In this scenario the attackersRansom DDoS: Blame it on the Competitor try to color the blackmail attempt as an opportunity to respond to an unethical move by a competition – something that can be viewed as more acceptable, thus increasing the chances of payoff.

Of course, all of these claims are obviously false. DDoS can be used for competitive advantage but such occurrences are rare and the attackers – who were specifically hired to take down a site – will not offer any ‘opt-out’ options.

That being said, we did encounter several blackmail emails that offered their recipients the ‘opportunity’ of picking the next target. Obviously none of our clients had any reasons whatsoever to respond to these threats, so we can’t know how this would actually play out.

$300 or Your Site!

The reasons behind these suspiciously low ransom asks were speculated upon by Scott Heiferman (Co-Founder and CEO of MeetUp.com) who suggested that the attackers’ were lowballing the company before demanding larger sums of money down-the-road.

This is a fair assessment, compatible with the modus of operandi of real-world extortionists. However, in case of ransom DDoS, one must also consider the economics behind the attack.

As noted, most of these attacks were mid-sized network DDoS events, ranging from 15Gbps to 30Gbps in their attack volumes. While such attacks may seem sophisticated – and while they can be absolutely devastating to an un-protected websites – their cost of execution are surprisingly low.

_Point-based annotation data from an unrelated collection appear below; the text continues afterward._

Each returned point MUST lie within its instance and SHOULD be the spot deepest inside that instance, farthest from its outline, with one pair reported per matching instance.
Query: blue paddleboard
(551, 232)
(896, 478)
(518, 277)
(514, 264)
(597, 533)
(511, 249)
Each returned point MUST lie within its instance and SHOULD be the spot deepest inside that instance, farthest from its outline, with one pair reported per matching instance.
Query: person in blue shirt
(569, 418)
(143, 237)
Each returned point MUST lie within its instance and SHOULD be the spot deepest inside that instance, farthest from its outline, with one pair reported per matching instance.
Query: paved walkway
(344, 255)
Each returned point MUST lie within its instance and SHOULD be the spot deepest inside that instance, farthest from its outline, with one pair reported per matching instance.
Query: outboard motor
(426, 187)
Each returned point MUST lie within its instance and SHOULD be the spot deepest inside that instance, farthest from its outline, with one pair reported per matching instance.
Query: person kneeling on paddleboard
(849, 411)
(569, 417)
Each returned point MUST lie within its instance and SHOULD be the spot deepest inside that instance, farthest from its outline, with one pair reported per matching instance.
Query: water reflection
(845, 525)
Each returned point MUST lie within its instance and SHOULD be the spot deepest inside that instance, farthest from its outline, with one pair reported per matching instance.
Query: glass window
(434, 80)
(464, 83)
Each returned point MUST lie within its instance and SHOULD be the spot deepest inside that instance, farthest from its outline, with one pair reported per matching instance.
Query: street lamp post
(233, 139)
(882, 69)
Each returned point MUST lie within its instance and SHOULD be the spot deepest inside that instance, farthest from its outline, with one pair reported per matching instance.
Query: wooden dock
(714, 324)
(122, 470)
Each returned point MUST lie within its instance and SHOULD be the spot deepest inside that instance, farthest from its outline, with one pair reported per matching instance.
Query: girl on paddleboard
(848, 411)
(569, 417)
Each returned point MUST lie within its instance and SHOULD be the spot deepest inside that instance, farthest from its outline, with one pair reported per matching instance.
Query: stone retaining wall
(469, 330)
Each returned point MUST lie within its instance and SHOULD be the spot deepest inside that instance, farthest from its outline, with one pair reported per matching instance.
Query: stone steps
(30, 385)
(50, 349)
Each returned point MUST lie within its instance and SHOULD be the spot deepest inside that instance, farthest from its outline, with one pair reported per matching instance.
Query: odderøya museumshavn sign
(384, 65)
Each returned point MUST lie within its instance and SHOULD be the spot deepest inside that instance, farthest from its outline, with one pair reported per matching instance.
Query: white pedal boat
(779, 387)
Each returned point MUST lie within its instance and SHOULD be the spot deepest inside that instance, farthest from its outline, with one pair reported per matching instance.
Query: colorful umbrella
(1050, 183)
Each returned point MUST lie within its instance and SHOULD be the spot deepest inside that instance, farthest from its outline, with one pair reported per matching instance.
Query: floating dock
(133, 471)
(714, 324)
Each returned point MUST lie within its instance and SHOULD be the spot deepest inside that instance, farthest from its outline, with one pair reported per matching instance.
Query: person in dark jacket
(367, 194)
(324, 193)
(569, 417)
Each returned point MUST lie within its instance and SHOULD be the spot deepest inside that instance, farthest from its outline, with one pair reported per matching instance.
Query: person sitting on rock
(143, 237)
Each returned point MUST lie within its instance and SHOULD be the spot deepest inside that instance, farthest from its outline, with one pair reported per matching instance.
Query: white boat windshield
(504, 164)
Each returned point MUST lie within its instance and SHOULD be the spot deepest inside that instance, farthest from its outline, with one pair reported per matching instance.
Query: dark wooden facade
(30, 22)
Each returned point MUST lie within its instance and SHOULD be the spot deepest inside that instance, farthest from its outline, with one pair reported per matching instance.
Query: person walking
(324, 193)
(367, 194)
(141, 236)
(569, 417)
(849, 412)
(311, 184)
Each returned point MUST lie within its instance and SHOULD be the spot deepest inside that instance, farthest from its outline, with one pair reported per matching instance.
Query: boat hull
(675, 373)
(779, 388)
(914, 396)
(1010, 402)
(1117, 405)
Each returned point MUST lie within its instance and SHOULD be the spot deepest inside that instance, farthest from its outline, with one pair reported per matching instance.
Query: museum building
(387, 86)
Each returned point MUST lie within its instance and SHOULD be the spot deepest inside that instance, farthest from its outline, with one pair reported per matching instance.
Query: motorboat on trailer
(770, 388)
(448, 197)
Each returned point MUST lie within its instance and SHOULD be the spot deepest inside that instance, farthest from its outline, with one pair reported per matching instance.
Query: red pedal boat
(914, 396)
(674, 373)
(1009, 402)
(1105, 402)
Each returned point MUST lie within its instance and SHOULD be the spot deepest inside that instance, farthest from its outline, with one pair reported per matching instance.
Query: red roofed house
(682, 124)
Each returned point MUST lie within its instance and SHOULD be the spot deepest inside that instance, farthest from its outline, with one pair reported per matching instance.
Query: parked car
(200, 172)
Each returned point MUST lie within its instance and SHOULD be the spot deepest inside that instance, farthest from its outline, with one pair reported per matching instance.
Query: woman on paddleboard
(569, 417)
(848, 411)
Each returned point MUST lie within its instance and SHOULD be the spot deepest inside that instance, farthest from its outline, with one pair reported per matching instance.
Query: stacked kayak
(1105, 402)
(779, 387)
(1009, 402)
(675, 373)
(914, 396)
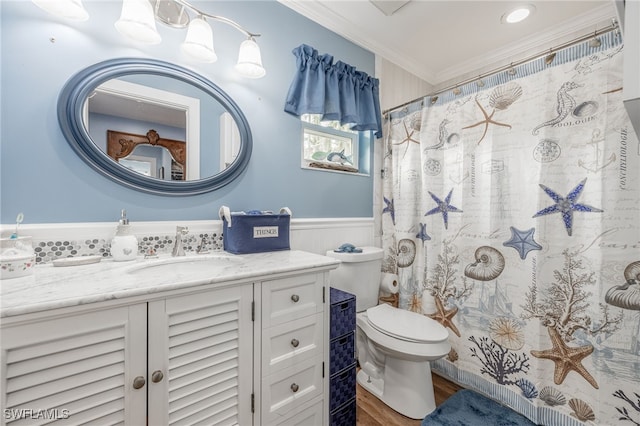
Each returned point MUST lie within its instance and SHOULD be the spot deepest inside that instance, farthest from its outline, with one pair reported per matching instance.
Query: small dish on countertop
(77, 261)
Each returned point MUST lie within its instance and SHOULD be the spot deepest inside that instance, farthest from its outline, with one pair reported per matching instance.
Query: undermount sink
(202, 266)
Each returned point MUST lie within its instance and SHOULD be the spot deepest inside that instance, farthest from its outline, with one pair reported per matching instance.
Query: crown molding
(320, 14)
(573, 28)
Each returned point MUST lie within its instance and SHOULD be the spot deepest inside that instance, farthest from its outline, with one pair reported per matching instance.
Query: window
(329, 146)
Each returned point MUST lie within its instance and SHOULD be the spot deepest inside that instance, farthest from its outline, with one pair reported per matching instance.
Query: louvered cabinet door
(200, 358)
(76, 370)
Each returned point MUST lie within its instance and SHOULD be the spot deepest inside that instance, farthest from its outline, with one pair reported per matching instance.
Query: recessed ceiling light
(518, 14)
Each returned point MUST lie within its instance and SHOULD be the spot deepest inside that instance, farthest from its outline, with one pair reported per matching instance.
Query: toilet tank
(359, 274)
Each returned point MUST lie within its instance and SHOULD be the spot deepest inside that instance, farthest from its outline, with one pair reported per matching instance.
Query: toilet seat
(406, 325)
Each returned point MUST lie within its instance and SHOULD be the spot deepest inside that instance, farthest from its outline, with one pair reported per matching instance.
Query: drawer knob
(157, 376)
(138, 382)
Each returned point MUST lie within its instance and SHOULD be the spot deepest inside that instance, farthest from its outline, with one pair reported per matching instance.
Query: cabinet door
(77, 369)
(202, 345)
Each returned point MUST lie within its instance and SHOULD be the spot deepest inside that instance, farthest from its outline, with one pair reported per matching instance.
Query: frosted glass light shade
(68, 9)
(137, 22)
(249, 60)
(199, 41)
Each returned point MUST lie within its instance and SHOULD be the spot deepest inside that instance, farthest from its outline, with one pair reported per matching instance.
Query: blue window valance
(337, 91)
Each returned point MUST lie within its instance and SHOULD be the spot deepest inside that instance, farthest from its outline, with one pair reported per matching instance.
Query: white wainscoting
(316, 235)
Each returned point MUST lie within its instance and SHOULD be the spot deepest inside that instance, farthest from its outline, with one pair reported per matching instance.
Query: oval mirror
(154, 126)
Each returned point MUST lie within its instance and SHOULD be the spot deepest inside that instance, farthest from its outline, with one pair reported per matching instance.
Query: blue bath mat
(469, 408)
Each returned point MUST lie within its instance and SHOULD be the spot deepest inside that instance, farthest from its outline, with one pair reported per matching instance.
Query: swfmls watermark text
(35, 414)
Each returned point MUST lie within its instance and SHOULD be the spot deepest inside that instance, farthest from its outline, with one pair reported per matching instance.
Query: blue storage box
(342, 352)
(343, 313)
(342, 387)
(345, 415)
(255, 231)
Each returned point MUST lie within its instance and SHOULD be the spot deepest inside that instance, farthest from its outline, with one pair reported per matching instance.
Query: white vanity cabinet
(176, 360)
(248, 346)
(294, 350)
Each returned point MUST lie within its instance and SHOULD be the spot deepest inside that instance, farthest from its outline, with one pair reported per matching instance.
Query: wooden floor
(370, 411)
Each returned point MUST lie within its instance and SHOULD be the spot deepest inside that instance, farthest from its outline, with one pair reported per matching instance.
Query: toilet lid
(406, 325)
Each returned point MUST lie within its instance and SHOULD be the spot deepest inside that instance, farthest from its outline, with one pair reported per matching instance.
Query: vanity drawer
(291, 299)
(286, 344)
(310, 414)
(286, 390)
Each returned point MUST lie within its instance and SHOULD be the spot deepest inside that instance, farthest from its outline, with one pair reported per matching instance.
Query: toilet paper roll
(389, 283)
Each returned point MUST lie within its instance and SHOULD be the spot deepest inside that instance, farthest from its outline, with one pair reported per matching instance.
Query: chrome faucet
(178, 249)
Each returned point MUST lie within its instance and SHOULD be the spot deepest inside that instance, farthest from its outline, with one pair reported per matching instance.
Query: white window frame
(325, 131)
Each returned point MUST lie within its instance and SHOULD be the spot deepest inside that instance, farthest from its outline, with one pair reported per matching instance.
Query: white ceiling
(439, 40)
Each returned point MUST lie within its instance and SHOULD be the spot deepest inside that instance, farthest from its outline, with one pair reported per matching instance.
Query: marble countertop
(51, 287)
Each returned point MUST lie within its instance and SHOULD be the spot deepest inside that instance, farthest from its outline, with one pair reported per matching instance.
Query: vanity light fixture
(518, 14)
(138, 23)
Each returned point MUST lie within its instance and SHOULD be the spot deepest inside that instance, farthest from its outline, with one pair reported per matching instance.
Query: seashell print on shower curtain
(522, 234)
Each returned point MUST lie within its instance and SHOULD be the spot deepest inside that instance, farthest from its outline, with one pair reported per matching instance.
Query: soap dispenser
(124, 245)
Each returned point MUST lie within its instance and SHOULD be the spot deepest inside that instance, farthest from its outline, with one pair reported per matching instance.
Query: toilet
(394, 346)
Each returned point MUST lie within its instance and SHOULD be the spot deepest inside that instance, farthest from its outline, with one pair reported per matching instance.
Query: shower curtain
(512, 216)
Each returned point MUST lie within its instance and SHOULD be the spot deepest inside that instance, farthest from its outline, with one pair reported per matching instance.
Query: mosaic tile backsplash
(47, 251)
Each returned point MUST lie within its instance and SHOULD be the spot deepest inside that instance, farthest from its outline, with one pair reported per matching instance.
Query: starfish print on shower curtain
(522, 241)
(566, 358)
(566, 205)
(444, 207)
(488, 119)
(408, 138)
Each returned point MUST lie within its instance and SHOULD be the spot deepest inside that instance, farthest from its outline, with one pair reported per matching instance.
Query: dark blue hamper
(342, 361)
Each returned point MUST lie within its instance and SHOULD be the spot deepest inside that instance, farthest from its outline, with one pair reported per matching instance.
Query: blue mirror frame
(70, 117)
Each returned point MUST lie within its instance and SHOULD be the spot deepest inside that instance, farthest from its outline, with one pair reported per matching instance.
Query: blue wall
(42, 177)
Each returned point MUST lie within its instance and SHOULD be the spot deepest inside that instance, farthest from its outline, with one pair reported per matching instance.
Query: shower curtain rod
(612, 27)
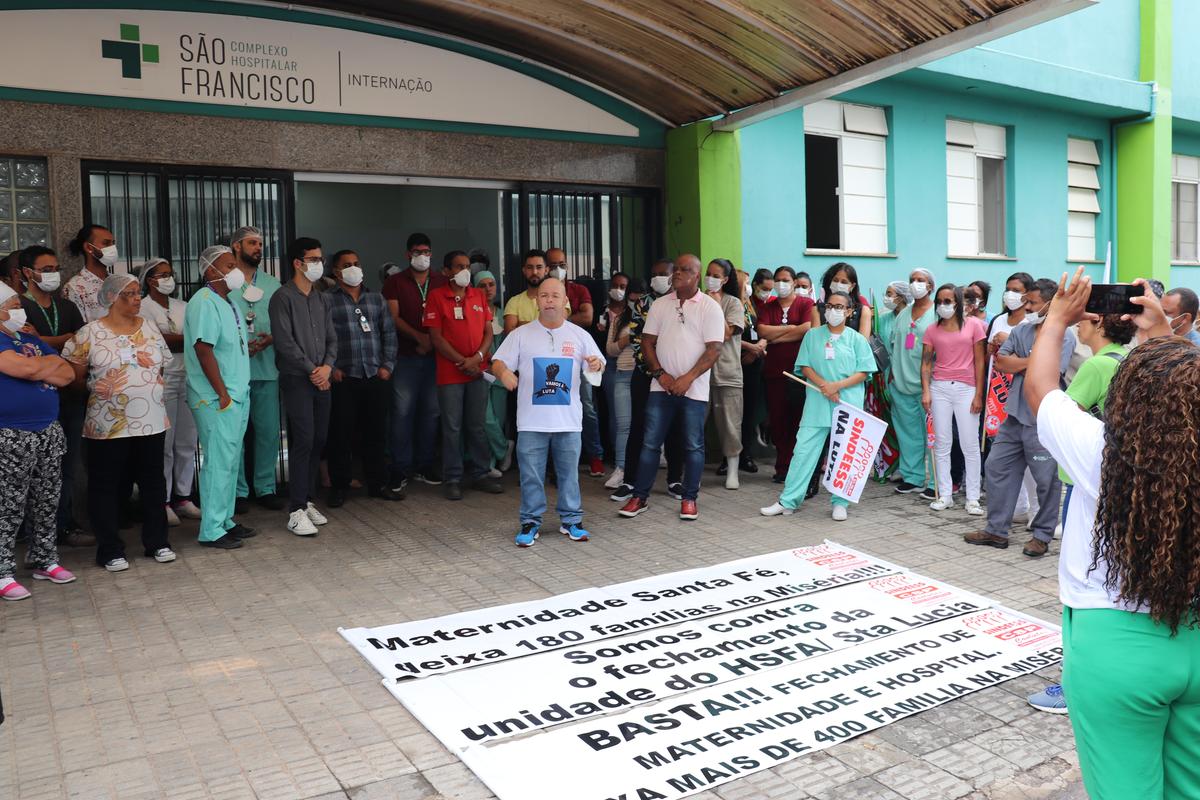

Fact is that today virtually everyone can carry out such DDoS attacks by signing to any one of ‘DDoS for Hire” services. Such services (aka. booters or stressers) provide their clientele with access to clusters of compromised machines, which can be activated to carry outDDoS attacks against any target.

60Gbps DDoS attacks. Packages starting from 3.99$…

Finding such service is as easy as Googling for ‘booter’ or finding the right conversions in the right forum. Once found, the services’ user friendly GUI, helps eliminate all learning curves or requirement for prior technological knowledge. Most importantly, the price of these booters is only few dozen dollars a month.

For example, one such service offers the option of carrying out an unlimited number of hour-long DDoS attacks for a fee of 40 USD a month. From the attacker’s prospective this offers a very good return on investment, with just one successful blackmail attempt offering almost 1000% of net profit.

Another thing to consider is the cost of target’s alternatives.

In last few years cloud-based solutions significantly lowered the cost of DDoS protection. The current price of DDoS protection, which starts at few hundred dollars a month, puts a cap on the blackmailers’ demands. After all, why would any business owner to pay several thousands in ransom when, for the same price, he can protect himself from this and any future DDoS threats.

Criminal Masterminds or Kids with Nukes?

So who would go through the risk of DDoSing a service for 300 or 400 USD? Are they criminal masterminds trying to lay down long-term extortion schemes or are they just opportunists, trying to make a quick buck?

Based on the facts of these cases, and on our previous experience, the latter answer is the more likely one. The ‘copy pasted’ emails, the booter-sized attack volumes and the lackluster ransom demands all point in the same directions, exposing a growing phenomenon of the widely available DDoS ‘nukes’ that are now being used by non-professional hackers.